ㅤㅤㅤㅤ— Sim senhora. — Jason vê a militar sair do motorhome e suspira. — as mulheres são estranhas, mas cara... que mulher — ele sussurra só para si e se volta para as bolsas.
ㅤㅤㅤㅤApós alguns minutos, Jason sai do trailer já preparado com suas pistolas e uma bolsa contendo apenas um cantil cheio d'água. Ele se despede dos seus companheiros e começa a andar sozinho pela floreta — mas rente à estrada —, olhando constantemente o mapa para não se desviar da rota correta. Enquanto isso, Sarah e Amy também preparam suas bolsas e adentram a floresta atrás do posto, também à procura outras construções que possam guardar recursos escondidos e, por fim, Kelly fica sozinho e sobe no teto do motorhome, armado com sua M-249, olhando ao redor e torcendo tanto para que seus amigos retornem bem, quanto para que nenhum problema surja enquanto ele está sozinho.

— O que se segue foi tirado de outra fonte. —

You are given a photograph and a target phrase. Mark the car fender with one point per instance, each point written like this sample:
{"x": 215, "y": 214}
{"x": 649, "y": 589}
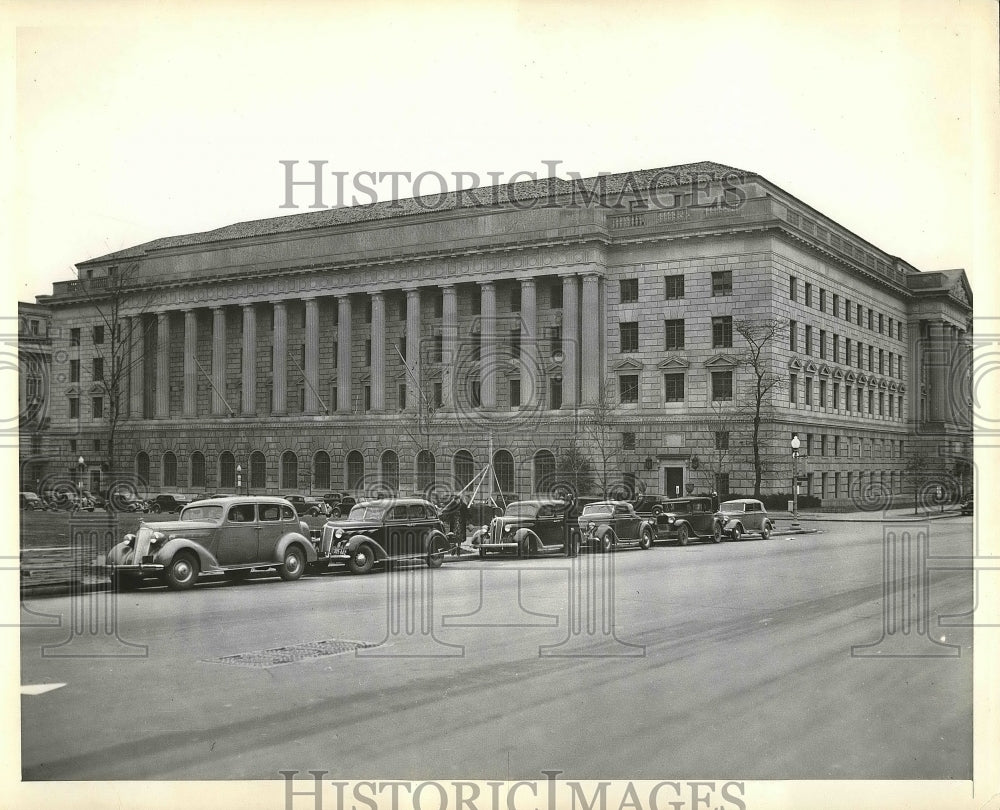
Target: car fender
{"x": 294, "y": 537}
{"x": 359, "y": 539}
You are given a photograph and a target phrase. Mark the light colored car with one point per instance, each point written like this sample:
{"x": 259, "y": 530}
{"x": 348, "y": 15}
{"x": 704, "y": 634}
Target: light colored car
{"x": 607, "y": 525}
{"x": 228, "y": 536}
{"x": 745, "y": 516}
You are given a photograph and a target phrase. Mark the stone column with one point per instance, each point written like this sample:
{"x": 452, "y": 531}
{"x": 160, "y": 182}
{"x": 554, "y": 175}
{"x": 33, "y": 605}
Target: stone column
{"x": 249, "y": 369}
{"x": 590, "y": 359}
{"x": 413, "y": 392}
{"x": 378, "y": 352}
{"x": 279, "y": 376}
{"x": 531, "y": 371}
{"x": 312, "y": 356}
{"x": 571, "y": 337}
{"x": 449, "y": 344}
{"x": 190, "y": 369}
{"x": 344, "y": 354}
{"x": 162, "y": 365}
{"x": 219, "y": 404}
{"x": 137, "y": 377}
{"x": 488, "y": 335}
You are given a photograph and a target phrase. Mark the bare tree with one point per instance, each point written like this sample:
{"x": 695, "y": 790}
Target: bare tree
{"x": 759, "y": 337}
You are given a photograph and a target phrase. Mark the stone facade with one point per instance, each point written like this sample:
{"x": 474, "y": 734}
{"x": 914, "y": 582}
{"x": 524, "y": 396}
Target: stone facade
{"x": 361, "y": 340}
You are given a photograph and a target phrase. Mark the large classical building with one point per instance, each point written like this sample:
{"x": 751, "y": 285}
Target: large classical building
{"x": 401, "y": 345}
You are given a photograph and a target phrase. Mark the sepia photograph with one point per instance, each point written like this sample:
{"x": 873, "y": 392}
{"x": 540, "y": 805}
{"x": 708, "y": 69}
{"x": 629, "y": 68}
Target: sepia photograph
{"x": 502, "y": 405}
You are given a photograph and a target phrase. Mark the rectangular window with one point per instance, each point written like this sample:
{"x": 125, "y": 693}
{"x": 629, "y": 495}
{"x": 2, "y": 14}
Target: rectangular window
{"x": 674, "y": 335}
{"x": 629, "y": 290}
{"x": 722, "y": 282}
{"x": 722, "y": 332}
{"x": 722, "y": 386}
{"x": 628, "y": 388}
{"x": 673, "y": 387}
{"x": 628, "y": 334}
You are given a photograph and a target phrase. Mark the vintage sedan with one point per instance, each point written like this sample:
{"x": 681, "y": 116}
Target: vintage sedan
{"x": 607, "y": 525}
{"x": 228, "y": 536}
{"x": 685, "y": 519}
{"x": 745, "y": 516}
{"x": 383, "y": 531}
{"x": 528, "y": 528}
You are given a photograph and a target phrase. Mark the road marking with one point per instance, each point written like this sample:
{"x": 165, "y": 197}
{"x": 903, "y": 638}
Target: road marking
{"x": 40, "y": 688}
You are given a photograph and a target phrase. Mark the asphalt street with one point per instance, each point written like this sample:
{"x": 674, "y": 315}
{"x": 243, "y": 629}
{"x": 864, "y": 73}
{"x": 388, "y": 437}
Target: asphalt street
{"x": 706, "y": 661}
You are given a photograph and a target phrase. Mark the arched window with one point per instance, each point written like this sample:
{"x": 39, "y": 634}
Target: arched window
{"x": 321, "y": 470}
{"x": 503, "y": 468}
{"x": 390, "y": 470}
{"x": 227, "y": 471}
{"x": 545, "y": 470}
{"x": 464, "y": 468}
{"x": 169, "y": 469}
{"x": 198, "y": 470}
{"x": 289, "y": 470}
{"x": 425, "y": 470}
{"x": 258, "y": 470}
{"x": 355, "y": 470}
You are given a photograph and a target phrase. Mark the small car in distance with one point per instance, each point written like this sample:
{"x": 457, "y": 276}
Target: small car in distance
{"x": 684, "y": 519}
{"x": 385, "y": 530}
{"x": 229, "y": 536}
{"x": 607, "y": 525}
{"x": 528, "y": 528}
{"x": 745, "y": 516}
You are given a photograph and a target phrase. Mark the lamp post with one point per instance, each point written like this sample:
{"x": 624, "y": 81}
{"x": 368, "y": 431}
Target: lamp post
{"x": 795, "y": 482}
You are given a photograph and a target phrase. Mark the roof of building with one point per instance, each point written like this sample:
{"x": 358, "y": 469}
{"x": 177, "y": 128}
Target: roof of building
{"x": 613, "y": 184}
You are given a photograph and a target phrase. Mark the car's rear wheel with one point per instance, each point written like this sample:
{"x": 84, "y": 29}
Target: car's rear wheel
{"x": 682, "y": 535}
{"x": 182, "y": 572}
{"x": 293, "y": 565}
{"x": 361, "y": 560}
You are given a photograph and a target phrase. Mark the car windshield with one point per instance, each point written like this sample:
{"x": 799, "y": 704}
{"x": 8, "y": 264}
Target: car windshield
{"x": 369, "y": 511}
{"x": 212, "y": 513}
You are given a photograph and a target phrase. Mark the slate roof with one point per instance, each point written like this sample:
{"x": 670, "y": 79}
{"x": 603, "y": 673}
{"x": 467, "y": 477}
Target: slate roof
{"x": 390, "y": 209}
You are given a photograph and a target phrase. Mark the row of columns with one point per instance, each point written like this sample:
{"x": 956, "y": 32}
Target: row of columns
{"x": 578, "y": 339}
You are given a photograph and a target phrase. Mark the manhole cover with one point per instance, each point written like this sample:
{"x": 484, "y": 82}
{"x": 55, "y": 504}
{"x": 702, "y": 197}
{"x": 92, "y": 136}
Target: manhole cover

Após uma longa caminhada, Jason já retirou sua blusa xadrez e a amarrou na cintura, se abanando por conta do calor, que já o fez suar e manchar sua blusa verde ao redor do pescoço e debaixo dos braços. Felizmente, ele logo avista uma grande placa com o emblema do Governo de Finger e uma grande frase escrita "Bem-vindo a Dimper". Ele ergue os braços em uma comemoração silenciosa e se apressa para chegar rápido nos limites da cidade, olhando várias fachadas de lojas destruídas ou saqueadas.
ㅤㅤㅤㅤ— Uma cidade-fantasma... — ele sussurra só para si e continua andando, segurando as alças da sua mochila.
ㅤㅤㅤㅤSuspirando a cada estabelecimento destruído que encontra, ele enxuga o suor da sua testa com as costas da destra e pega seu cantil bebendo mais alguns goles da sua água. Ao andar mais um pouco, ele chega em uma rua de mão única, com dezenas de carros estacionados e com suas janelas intactas, indicando que ainda não foram saqueados.
ㅤㅤㅤㅤ— Porra, eu devia ter trazido pelo menos um galão. — coçando a nuca molhada, ele olha os veículos e percebe, no fim da rua, uma silhueta masculina andando em sentido contrário.
ㅤㅤㅤㅤMesmo daquela distância, ele consegue identificar uma mochila nas costas do homem de cabelos pretos e decide o seguir, se movendo agachado ao lado dos carros, mas rápido o bastante para chegar aonde o avistou em poucos instantes. Com uma das suas Colt's na destra, ele inclina o corpo para o lado, vendo melhor o indivíduo com a mochila, agora parado na frente de uma loja.
ㅤㅤㅤㅤ— Vai entrar aí? — a voz de Jason é imperceptível para o desconhecido e ele o vê caminhar até a entrada do estabelecimento, sumindo dentro do mesmo.
ㅤㅤㅤㅤVendo uma oportunidade para fazer contato, o policial sai do seu esconderijo e segue até onde o estranho entrou, vendo que o local se trata de uma pequena livraria. Ele se pergunta o que raios alguém procuraria num lugar como aquele, mas logo desiste do pensamento e respira fundo, adentrando no recinto em silêncio.
ㅤㅤㅤㅤJá do lado de dentro, ele consegue ver a sombra do indivíduo parado na frente de uma estante com uma placa escrito "Livros de Fantasia" e percebe que ele está segurando um exemplar que não consegue identificar a capa. Suspirando, ele começa andar pelo piso de madeira, fazendo barulho propositalmente e assim que tem total visão do homem, ele ergue sua pistola e mira na sua direção:
ㅤㅤㅤㅤ— Seguinte, camarada, eu não quero problema, a arma é só por proteção. Eu só quero suprimentos e talvez alguma munição... então, dá pra me ajudar? — ele segura a Colt com as duas mãos, olhando o rosto do homem, que se virou para ele e tem o rosto iluminado por um feixe de luz vindo da porta, destacando seus olhos azuis.